I’m wondering if any of the glucose meters are accurate. I’ve called a few companies and they all claim a 20% error rate. That’s a pretty huge range. To my way of thinking, accurate is equal to lab results.

I have an Accu-Chek Aviva, a One-Touch Ultra, and mini One Touch meter. I’ve lined them all up, poked my little finger and used drops of blood from that single poke on each meter. I’ve done this a couple times and found that Accu-Check gives me the highest reading and the One-Touch’s are 5-10 mg/dL less.

I’ve tried using a single meter and testing and testing over again to see if I get the same results. I never do. So what does that mean?

My meter is acurate! That error rate is considered acceptable in the industry and I don’t understand the science behind it. One way to check your own meter’s accuracy is to take a blood glucose test on it whenever a lab blood glucose test is done and compare them. Mine are generally spot on or within a couple of points. I can’t explain the variables in your testing but have done that with my own meter and used different fingers and got the exact same number. You will drive yourself crazy with the comparison tests - pick a meter that is most comfortable to you and that meets your needs and stick with it. Use the lab to ‘check’ your meter.

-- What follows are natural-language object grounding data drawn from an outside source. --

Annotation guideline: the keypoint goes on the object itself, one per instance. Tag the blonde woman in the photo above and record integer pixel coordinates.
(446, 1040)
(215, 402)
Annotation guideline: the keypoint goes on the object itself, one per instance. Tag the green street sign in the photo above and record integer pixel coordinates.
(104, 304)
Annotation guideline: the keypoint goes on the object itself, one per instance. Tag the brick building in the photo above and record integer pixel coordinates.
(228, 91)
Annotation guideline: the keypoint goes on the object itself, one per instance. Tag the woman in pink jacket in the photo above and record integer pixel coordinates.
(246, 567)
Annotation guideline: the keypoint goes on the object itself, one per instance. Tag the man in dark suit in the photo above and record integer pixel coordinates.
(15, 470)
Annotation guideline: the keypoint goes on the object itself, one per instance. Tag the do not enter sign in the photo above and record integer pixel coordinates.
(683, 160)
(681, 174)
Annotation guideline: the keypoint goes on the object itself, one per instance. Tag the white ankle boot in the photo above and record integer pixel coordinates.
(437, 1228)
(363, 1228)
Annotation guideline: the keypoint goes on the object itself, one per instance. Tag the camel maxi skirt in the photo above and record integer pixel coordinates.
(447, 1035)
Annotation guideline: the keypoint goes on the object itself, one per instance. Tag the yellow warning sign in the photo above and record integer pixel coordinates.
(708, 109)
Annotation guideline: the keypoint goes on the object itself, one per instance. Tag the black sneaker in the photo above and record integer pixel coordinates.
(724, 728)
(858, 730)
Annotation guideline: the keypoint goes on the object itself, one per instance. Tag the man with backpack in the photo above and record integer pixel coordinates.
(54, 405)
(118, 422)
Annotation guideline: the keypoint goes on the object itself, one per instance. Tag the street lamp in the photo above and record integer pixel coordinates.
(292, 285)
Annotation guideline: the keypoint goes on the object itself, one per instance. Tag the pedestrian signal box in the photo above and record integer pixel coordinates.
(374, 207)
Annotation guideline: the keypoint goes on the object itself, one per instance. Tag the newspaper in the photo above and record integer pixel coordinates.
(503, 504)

I use the one touch ultra smart. It has been the most accurate for me.
As Karen said test them against your next fasting lab test.
I use an average of 3 readings from my meter. 3 pokes. 3 different fingers. different results but within 2 mg/dl of each other.
My meter has only been 1 mg/dl higher than the lab test twice in a row.

20% is a ridiculous tolerance in my opinion. But coming from the manufacturing field our published tolerances were larger than our internal tolerances. When we were able to meet the internal tolerances for X amount of time the company would publish new tolerances and give us new internal tolerances. We can only hope they tighten up on them for us.

Sam

I guess the meters used to more accurate in the past - when they took a minute or so to give a result. I have no experience with these, because I was dx’d last February. I’d happily trade speed for accuracy. I think a 20% +/- error rate is ridiculous. It would not be acceptable in a lab setting. We aren’t using them in labs but at a dollar+ per testing strip we should be getting our money’s worth.

Yvonne, I totally agree with you. When I first started testing, there wasn’t even a meter! You simply compared your result to a color chart on the back of the container. Before that you had to drop a tablet in a test tube of urine and then measure your result by the color. We’ve come a long way and I suppose given up much for convenience. But still the meter is likely more accurate than the color chart testing.

Karen - I do see your point. Thank goodness we have moved from having to catch a sample of urine to see how much glucose has been excreted. You see, I come from a biology background and am used to working with very accurate lab equipment. It just pains me to use a glucose meter with such a high error rate.